The most common signs of heat exhaustion are heavy sweating, fatigue and/or feeling dizzy or faint. An individual may also feel cool to the touch and begin to exhibit a weak but rapid pulse. In more severe instances, symptoms may include muscle cramps, low blood pressure or nausea. The Mayo Clinic stated that one should seek medical attention if these conditions last for over an hour, or if an individual has a body temperature of 104 F or higher.
The American Academy of Family Physicians reported that heat exhaustion can lead to heatstroke, which is a much more serious condition. This affects the central nervous system and may cause either delirium or even a coma. With time, heatstroke can lead to more serious and dangerous side effects, including death.
How nurses can help
Medical intervention can be instrumental in reversing or mitigating any concerns related to heat exhaustion or heatstroke, and especially for patients admitted with vague symptoms, catching these conditions right away is very important. On days where the temperature is especially high or the air is humid, nurses should consider heat exhaustion for individuals suffering from fatigue or nausea.

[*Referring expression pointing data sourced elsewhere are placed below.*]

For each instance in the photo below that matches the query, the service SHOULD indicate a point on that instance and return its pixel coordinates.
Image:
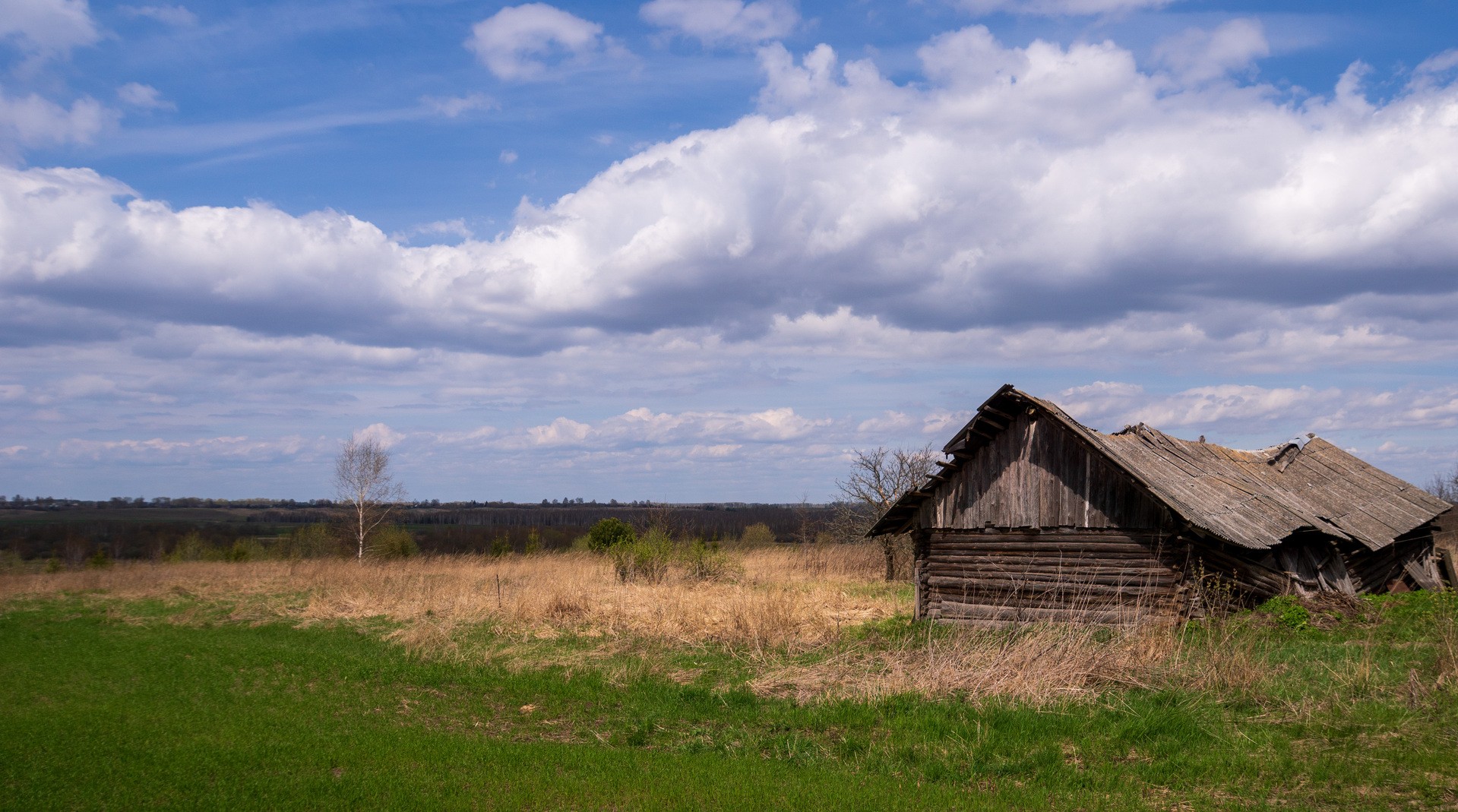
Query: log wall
(995, 577)
(1039, 474)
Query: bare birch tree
(878, 477)
(1445, 486)
(363, 482)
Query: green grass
(146, 713)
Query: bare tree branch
(878, 477)
(363, 482)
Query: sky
(703, 250)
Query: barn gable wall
(995, 577)
(1039, 474)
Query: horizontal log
(1007, 563)
(1059, 596)
(1053, 601)
(1043, 547)
(1026, 614)
(1037, 553)
(1086, 534)
(936, 577)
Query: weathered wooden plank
(1014, 614)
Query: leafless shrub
(877, 480)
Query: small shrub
(707, 561)
(1288, 611)
(393, 541)
(190, 548)
(609, 534)
(645, 559)
(757, 534)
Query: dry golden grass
(785, 596)
(1036, 664)
(786, 617)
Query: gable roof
(1247, 498)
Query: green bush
(391, 541)
(190, 548)
(609, 534)
(707, 561)
(1288, 611)
(98, 560)
(757, 534)
(645, 559)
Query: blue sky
(697, 250)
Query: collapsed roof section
(1251, 499)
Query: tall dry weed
(783, 596)
(788, 607)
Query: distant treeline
(125, 502)
(73, 534)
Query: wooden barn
(1037, 517)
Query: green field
(114, 704)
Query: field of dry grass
(795, 618)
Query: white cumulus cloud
(144, 96)
(47, 28)
(522, 43)
(718, 22)
(1059, 8)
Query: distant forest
(74, 531)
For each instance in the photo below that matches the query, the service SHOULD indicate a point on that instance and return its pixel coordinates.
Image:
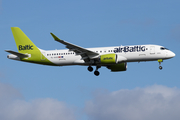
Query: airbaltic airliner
(114, 58)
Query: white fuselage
(134, 53)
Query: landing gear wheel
(160, 67)
(96, 73)
(90, 69)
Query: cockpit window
(163, 48)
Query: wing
(85, 53)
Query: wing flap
(21, 55)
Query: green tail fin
(23, 43)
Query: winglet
(55, 37)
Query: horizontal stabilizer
(21, 55)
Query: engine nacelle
(111, 59)
(108, 59)
(118, 67)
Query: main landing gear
(96, 72)
(160, 60)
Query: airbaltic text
(129, 49)
(25, 47)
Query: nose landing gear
(160, 60)
(90, 69)
(96, 72)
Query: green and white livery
(114, 58)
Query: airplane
(114, 58)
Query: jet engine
(111, 59)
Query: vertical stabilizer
(23, 43)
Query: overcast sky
(31, 91)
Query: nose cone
(171, 54)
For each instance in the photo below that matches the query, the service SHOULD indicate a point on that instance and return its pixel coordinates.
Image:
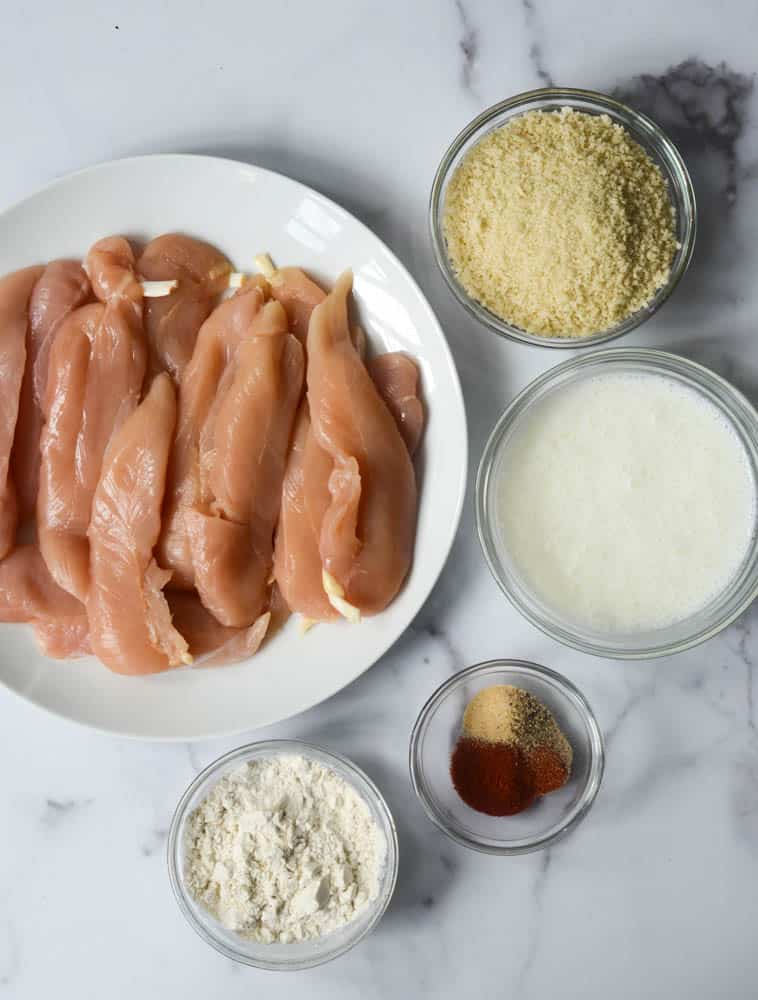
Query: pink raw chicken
(396, 377)
(63, 502)
(210, 643)
(245, 315)
(245, 449)
(62, 288)
(299, 295)
(130, 620)
(305, 495)
(172, 322)
(15, 293)
(29, 594)
(305, 499)
(366, 540)
(93, 387)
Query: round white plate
(244, 211)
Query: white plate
(245, 210)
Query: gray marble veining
(654, 893)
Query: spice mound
(283, 850)
(510, 752)
(560, 223)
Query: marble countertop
(654, 895)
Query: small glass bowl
(690, 631)
(644, 131)
(552, 816)
(302, 954)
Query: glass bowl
(552, 816)
(302, 954)
(690, 631)
(644, 131)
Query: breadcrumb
(560, 223)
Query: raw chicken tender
(63, 501)
(172, 322)
(130, 620)
(62, 288)
(92, 388)
(299, 295)
(396, 377)
(305, 499)
(245, 315)
(367, 533)
(15, 293)
(29, 594)
(210, 643)
(231, 534)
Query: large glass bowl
(302, 954)
(690, 631)
(552, 816)
(644, 131)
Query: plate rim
(305, 189)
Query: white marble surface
(655, 894)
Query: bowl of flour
(282, 855)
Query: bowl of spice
(506, 757)
(282, 855)
(562, 218)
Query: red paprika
(500, 779)
(492, 778)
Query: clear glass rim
(572, 693)
(666, 363)
(636, 121)
(365, 787)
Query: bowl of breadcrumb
(562, 218)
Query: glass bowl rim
(676, 173)
(664, 362)
(362, 784)
(569, 691)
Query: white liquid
(626, 502)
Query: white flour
(283, 849)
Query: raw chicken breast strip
(62, 288)
(130, 620)
(63, 501)
(245, 315)
(92, 388)
(298, 294)
(305, 500)
(367, 533)
(172, 323)
(231, 535)
(118, 357)
(15, 293)
(396, 377)
(305, 495)
(29, 594)
(210, 643)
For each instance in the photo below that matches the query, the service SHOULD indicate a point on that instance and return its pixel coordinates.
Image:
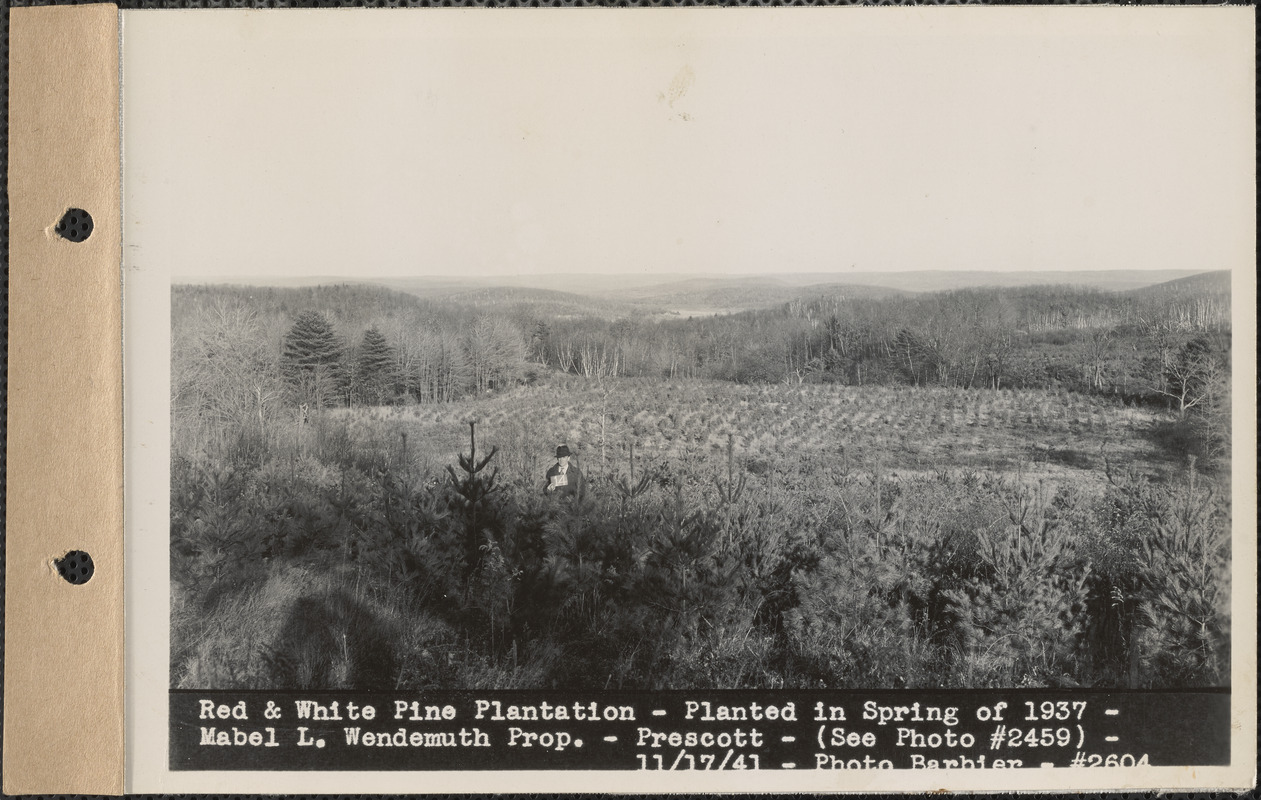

Nurses play a major role in spreading awareness about the ailment. Patients may be unaware of the specific risks and symptoms related to heat exhaustion, and for older adults especially, taking the time to explain how to spot and prevent the condition is helpful.
This includes being very mindful about the temperature and dressing accordingly. Hats, sunglasses and sunscreen are incredibly useful for reducing the risks of prolonged sun exposure. Likewise, information related to staying hydrated and exercising in moderation can be useful.
Nurses should also explain that anyone showing mild signs of heat exhaustion should find a cool place to rest and rehydrate. A cold shower or wet wash cloth can cool the blood and mitigate the problem. By working with patients, family members and caregivers, nurses can also spread awareness about when it is important to reach out to a medical professional.